Brown is also the co-founder of Compass Records Group, which oversees a catalog of nearly 1,000 releases across multiple labels. She serves on the Board of the Nashville Chapter of the Recording Academy, the adjunct faculty of Vanderbilt’s Blair School of Music and as co-chair of the Steve Martin Banjo Prize.

And she’s released a new album called “On Banjo”, which she recorded at Compass Sound Studio in Nashville. Technology allowed her to collaborate from afar during the pandemic.

“Those strange times created the opportunity for remote collaborations with artists who were stuck at home since no one was on the road. Sharon Isbin and Anat Cohen recorded their parts remotely to tracks we did in Nashville. It was a different approach, but it opened up a way of thinking about how and whom you could collaborate with,” she says.

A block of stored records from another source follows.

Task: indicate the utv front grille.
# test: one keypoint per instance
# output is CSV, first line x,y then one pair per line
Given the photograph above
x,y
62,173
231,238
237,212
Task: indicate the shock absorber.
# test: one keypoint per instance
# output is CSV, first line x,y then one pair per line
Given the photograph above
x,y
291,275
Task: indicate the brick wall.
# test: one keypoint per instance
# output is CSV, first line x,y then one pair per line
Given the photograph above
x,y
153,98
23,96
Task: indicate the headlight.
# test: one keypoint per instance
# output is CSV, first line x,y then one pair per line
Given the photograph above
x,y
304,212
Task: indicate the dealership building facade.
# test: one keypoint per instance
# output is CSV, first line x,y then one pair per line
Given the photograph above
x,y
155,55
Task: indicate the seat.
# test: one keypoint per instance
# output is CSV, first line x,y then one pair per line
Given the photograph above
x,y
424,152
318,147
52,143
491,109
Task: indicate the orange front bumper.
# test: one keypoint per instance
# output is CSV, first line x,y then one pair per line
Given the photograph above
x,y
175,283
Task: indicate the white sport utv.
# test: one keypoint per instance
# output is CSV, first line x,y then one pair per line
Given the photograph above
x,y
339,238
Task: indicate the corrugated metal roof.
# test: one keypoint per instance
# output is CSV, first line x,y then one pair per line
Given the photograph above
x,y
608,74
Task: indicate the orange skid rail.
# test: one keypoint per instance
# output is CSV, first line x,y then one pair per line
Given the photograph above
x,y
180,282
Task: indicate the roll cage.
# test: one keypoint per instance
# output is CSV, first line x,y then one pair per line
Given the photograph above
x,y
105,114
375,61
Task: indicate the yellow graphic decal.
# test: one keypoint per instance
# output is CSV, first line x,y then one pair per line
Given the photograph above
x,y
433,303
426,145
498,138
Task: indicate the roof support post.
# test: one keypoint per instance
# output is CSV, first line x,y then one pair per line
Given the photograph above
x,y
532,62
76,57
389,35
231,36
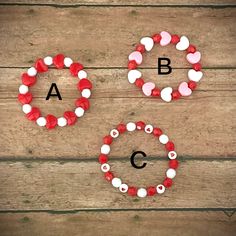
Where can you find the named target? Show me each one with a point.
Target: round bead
(116, 182)
(171, 173)
(23, 89)
(163, 139)
(105, 149)
(131, 126)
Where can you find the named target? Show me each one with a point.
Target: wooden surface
(50, 181)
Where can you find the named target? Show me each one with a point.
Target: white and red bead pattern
(29, 79)
(117, 182)
(167, 94)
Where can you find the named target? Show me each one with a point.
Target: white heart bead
(26, 108)
(133, 75)
(82, 74)
(32, 71)
(142, 192)
(166, 94)
(147, 42)
(195, 75)
(79, 111)
(105, 149)
(23, 89)
(48, 60)
(171, 173)
(41, 121)
(183, 44)
(62, 121)
(131, 126)
(116, 182)
(163, 139)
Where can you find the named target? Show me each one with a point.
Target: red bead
(140, 125)
(58, 61)
(197, 66)
(34, 114)
(82, 102)
(170, 146)
(75, 68)
(70, 117)
(25, 98)
(132, 191)
(139, 82)
(156, 92)
(175, 39)
(176, 94)
(41, 66)
(51, 121)
(28, 80)
(167, 182)
(132, 65)
(102, 158)
(192, 85)
(121, 128)
(109, 176)
(140, 48)
(173, 164)
(151, 191)
(156, 38)
(191, 49)
(157, 132)
(107, 139)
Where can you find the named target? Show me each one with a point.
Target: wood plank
(80, 185)
(97, 43)
(118, 223)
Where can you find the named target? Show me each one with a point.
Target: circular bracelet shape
(168, 93)
(29, 79)
(123, 186)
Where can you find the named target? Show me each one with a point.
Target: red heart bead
(25, 98)
(34, 114)
(28, 80)
(58, 61)
(70, 117)
(51, 121)
(41, 66)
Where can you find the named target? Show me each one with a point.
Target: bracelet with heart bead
(167, 94)
(29, 79)
(123, 186)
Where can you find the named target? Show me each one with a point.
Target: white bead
(32, 71)
(123, 188)
(48, 60)
(23, 89)
(67, 61)
(105, 167)
(82, 74)
(160, 188)
(142, 192)
(163, 139)
(86, 93)
(172, 155)
(79, 111)
(62, 121)
(171, 173)
(148, 129)
(26, 108)
(131, 126)
(114, 133)
(116, 182)
(41, 121)
(105, 149)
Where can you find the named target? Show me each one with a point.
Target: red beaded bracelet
(117, 182)
(149, 89)
(29, 79)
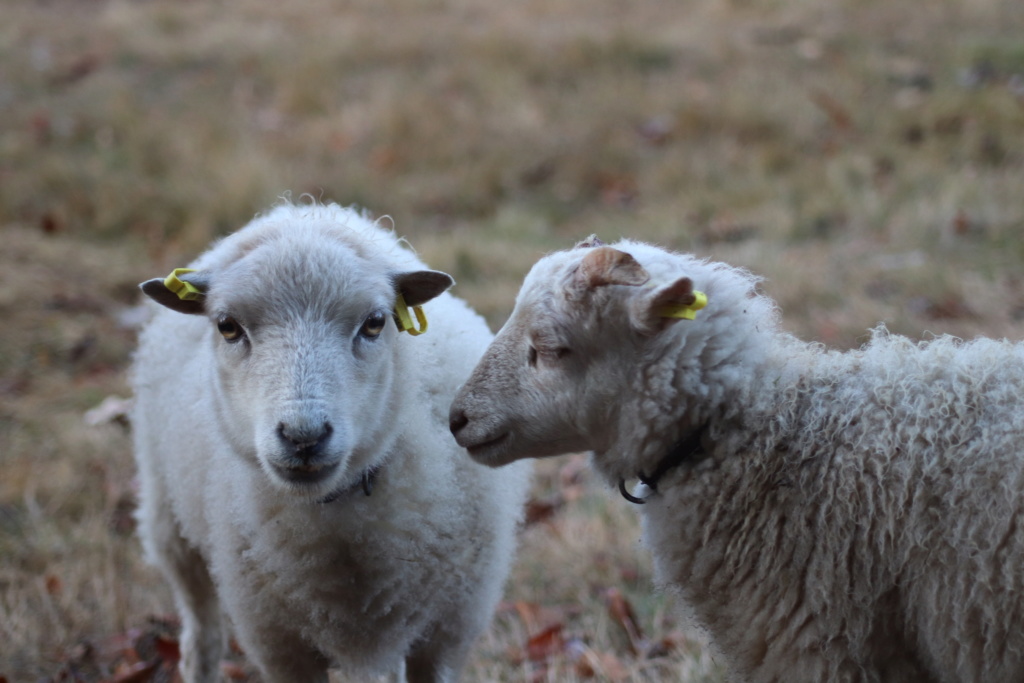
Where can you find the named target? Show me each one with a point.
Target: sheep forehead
(300, 273)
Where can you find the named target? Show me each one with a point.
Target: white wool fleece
(849, 516)
(296, 469)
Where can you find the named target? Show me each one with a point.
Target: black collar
(685, 450)
(366, 482)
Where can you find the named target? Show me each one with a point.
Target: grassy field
(866, 157)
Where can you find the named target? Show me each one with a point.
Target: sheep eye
(374, 326)
(229, 329)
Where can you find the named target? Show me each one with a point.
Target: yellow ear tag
(688, 312)
(185, 291)
(406, 319)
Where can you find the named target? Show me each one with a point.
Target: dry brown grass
(867, 158)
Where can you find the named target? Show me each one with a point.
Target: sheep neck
(366, 481)
(689, 449)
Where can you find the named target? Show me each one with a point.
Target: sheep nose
(306, 439)
(457, 420)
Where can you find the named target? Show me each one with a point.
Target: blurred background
(865, 157)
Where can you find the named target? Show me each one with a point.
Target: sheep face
(557, 374)
(302, 336)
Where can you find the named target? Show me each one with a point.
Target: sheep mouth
(305, 474)
(477, 450)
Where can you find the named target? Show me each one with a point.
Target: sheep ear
(654, 311)
(589, 243)
(419, 287)
(183, 291)
(604, 265)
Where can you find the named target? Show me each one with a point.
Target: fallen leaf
(233, 671)
(136, 673)
(837, 113)
(545, 644)
(53, 584)
(542, 510)
(604, 665)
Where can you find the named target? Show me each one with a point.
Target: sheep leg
(196, 596)
(283, 663)
(435, 663)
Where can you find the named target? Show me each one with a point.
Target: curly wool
(399, 582)
(858, 515)
(847, 516)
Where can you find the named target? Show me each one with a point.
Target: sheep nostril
(307, 441)
(457, 421)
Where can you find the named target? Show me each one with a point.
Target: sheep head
(302, 338)
(553, 380)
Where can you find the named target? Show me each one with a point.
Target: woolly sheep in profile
(826, 516)
(296, 467)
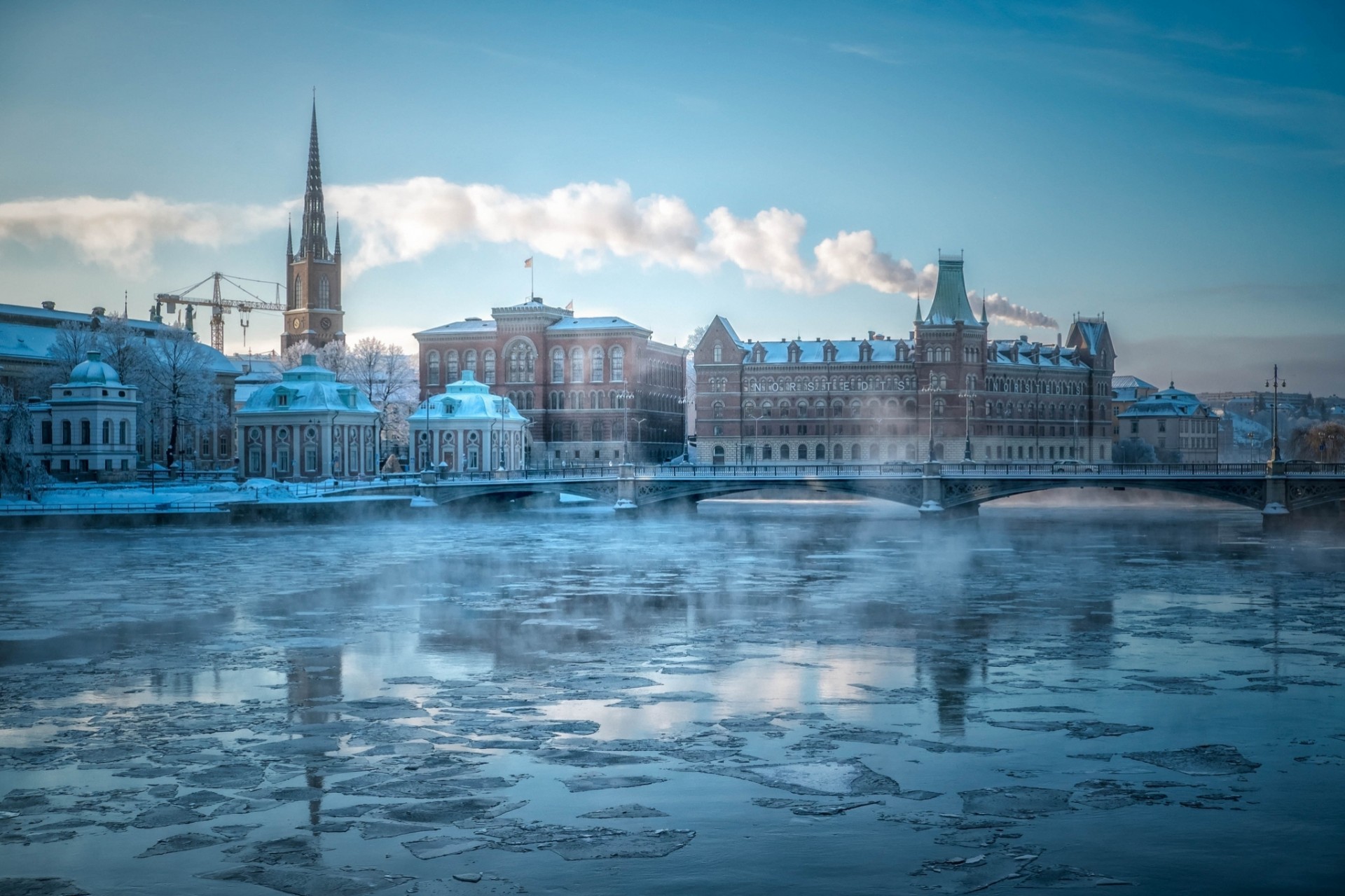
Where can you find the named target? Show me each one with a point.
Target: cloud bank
(586, 223)
(123, 233)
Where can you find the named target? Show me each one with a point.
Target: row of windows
(123, 432)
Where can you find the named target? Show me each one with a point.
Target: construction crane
(219, 305)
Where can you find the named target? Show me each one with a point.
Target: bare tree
(1324, 441)
(73, 343)
(179, 387)
(385, 374)
(19, 467)
(333, 355)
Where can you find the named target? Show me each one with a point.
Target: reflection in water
(520, 659)
(314, 681)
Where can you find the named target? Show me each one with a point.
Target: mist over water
(761, 693)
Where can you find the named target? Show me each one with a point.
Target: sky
(792, 167)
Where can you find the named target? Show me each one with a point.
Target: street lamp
(1276, 384)
(930, 390)
(627, 397)
(967, 399)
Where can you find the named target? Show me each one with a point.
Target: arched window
(522, 361)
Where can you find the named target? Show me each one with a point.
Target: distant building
(308, 425)
(946, 393)
(312, 298)
(89, 424)
(1125, 392)
(592, 389)
(29, 346)
(466, 429)
(1176, 422)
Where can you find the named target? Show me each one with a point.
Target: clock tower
(312, 305)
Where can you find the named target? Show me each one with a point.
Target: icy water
(751, 698)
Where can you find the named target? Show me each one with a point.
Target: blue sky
(1177, 166)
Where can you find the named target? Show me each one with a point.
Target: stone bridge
(937, 490)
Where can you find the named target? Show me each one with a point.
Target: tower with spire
(312, 308)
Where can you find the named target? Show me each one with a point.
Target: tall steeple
(312, 241)
(314, 308)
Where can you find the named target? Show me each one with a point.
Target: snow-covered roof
(1169, 403)
(467, 400)
(813, 353)
(596, 323)
(30, 334)
(307, 388)
(1032, 354)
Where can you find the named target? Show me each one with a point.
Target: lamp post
(930, 390)
(627, 397)
(967, 397)
(1276, 384)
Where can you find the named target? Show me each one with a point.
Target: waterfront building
(592, 389)
(89, 424)
(947, 392)
(1177, 424)
(1125, 392)
(312, 294)
(308, 425)
(466, 428)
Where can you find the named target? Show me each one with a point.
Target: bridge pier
(626, 491)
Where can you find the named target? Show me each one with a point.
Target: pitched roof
(950, 296)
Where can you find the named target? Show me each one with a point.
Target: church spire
(312, 241)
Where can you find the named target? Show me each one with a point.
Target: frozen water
(392, 708)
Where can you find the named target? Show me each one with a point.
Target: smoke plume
(123, 233)
(586, 223)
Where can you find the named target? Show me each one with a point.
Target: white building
(467, 429)
(89, 424)
(308, 425)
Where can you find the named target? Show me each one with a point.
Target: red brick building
(593, 389)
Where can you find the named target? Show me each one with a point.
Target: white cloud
(123, 233)
(586, 223)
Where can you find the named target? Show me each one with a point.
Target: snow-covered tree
(19, 467)
(179, 390)
(334, 355)
(387, 377)
(73, 343)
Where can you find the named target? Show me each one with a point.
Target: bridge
(938, 490)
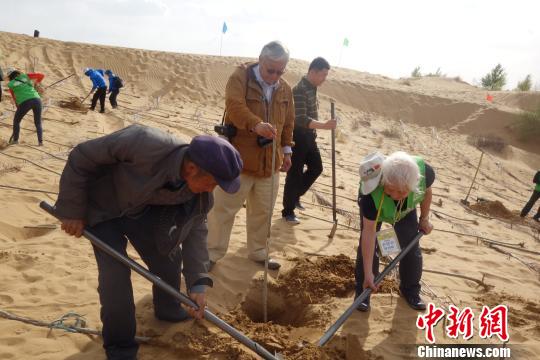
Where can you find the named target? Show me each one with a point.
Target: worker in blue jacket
(115, 83)
(98, 82)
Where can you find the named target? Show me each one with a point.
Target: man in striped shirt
(305, 151)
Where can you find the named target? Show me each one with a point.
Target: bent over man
(25, 97)
(144, 186)
(390, 190)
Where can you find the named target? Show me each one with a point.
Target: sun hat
(370, 172)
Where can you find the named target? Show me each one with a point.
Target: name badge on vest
(388, 242)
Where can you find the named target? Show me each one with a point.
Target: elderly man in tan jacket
(259, 104)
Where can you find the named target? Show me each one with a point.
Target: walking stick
(261, 351)
(59, 81)
(268, 233)
(367, 291)
(334, 212)
(464, 201)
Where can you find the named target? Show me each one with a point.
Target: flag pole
(340, 53)
(220, 43)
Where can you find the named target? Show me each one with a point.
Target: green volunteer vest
(388, 211)
(23, 88)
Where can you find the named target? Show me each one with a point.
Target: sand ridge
(45, 273)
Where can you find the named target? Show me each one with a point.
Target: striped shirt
(305, 103)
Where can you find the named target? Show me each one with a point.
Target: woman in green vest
(26, 98)
(390, 190)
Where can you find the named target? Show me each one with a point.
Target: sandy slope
(45, 274)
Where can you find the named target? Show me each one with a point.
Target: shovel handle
(169, 289)
(367, 291)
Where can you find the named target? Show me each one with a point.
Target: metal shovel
(367, 291)
(261, 351)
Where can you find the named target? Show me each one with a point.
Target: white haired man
(390, 190)
(259, 107)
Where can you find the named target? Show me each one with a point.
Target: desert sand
(45, 273)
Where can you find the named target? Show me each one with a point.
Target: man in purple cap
(146, 186)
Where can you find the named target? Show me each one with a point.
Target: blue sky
(464, 38)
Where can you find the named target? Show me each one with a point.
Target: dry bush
(356, 123)
(528, 125)
(489, 142)
(392, 132)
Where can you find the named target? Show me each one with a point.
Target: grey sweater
(121, 173)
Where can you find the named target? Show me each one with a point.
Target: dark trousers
(410, 267)
(112, 98)
(22, 109)
(101, 94)
(115, 290)
(534, 197)
(298, 181)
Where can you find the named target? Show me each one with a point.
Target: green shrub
(525, 84)
(494, 80)
(416, 72)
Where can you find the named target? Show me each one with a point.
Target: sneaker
(291, 219)
(415, 302)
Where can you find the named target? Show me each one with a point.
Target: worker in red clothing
(26, 98)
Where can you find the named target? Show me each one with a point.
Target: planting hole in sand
(280, 309)
(73, 103)
(493, 208)
(294, 298)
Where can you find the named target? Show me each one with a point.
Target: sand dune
(45, 273)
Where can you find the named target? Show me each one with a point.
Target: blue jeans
(115, 289)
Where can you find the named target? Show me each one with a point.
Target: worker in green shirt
(534, 197)
(25, 97)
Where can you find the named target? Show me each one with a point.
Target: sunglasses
(274, 71)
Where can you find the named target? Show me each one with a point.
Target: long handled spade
(268, 235)
(261, 351)
(334, 212)
(59, 81)
(364, 295)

For her show at Infinity Hall Norfolk, Brown will perform with John Ragusa (flute), Mason Embry (piano), Garry West (bass) and Bryan Brock (drums). She also has family onboard.

“My daughter Hannah is going to be joining us as a special guest vocalist. She just graduated from Berklee College of Music, and it’s always a blast when she sits in with the band. Our set will include some original tunes, some familiar tunes, and some audio-visual accompaniment. The show offers something for everyone,” she says.